The accident happened because the right wing stalled shortly after lift-off, rolling the aircraft. The right wing stalled due to the presence of a crosswind from the left side and a sideslip caused by having the right engine at idle. The stall was caused due to the exceeding of the incorrectly calculated critical angle of attack. There were two earlier wing drop-off events of a Aircraft 6002: Flight 88 in November 2010 (with the same pilot-in-command on board) and Flight 132 in March 2011 (Flight 132). These two wing-drop incidents had not been sufficiently investigated by Gulfstream, so that the final cause could only be determined after the crash.

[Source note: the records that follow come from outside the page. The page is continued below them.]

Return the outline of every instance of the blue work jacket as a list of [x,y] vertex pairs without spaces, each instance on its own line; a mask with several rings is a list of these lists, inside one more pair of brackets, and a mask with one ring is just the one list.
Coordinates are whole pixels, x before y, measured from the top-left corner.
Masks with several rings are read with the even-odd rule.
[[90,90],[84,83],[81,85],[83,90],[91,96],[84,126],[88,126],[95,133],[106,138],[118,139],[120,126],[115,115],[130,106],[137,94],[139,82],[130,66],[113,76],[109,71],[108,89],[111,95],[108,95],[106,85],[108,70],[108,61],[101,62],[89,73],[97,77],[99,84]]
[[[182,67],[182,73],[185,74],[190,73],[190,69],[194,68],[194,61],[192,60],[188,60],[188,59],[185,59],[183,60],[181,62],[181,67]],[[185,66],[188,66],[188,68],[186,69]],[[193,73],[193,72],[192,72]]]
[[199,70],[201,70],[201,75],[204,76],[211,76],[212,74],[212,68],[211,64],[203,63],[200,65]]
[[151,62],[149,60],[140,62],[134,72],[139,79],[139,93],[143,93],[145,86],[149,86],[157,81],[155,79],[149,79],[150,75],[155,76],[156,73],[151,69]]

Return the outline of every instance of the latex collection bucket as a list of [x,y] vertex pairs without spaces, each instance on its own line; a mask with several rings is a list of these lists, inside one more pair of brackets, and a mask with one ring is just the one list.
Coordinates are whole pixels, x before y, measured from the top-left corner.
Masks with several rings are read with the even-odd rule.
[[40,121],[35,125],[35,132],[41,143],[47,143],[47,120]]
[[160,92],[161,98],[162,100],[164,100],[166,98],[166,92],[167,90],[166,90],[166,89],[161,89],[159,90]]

Three main causes were identified during the investigation:
- Gulfstream's failure to properly calculate and validate the take-off speeds for the flight tests and to detect and correct the V2 error during previous G650 flight tests.
- Increasingly aggressive attempts by the flight test team to reach V2 speeds that were set too low.
- Gulfstream's insufficient investigation of previous incidents during the test campaign (Flight 88 on 16 November 2010 and flight 132 on 14 March 2011), which indicated that the maximum angle of attack of the aircraft estimated by the company was too high in the ground effect.

The tight test program specified by the company had also contributed to the accident on two of the three points: The test pilots tried to achieve the lowest possible V2 in order to achieve the take-off and landing distances already promised in advance and there was no time to get to the bottom of major errors.

==Follow-up==
The NTSB accused Gulfstream of withholding information, which the company denied. The NTSB also objected to Gulfstream's use of legal counsel during the investigation.

Gulfstream Aerospace changed its flight test program procedures according to the recommendations from the investigation. Gulfstream raised the V2 speed of the G650 from 135 knot to 150 knot. There were no later incidents in the G650 test program. Bizjet received its certification in September.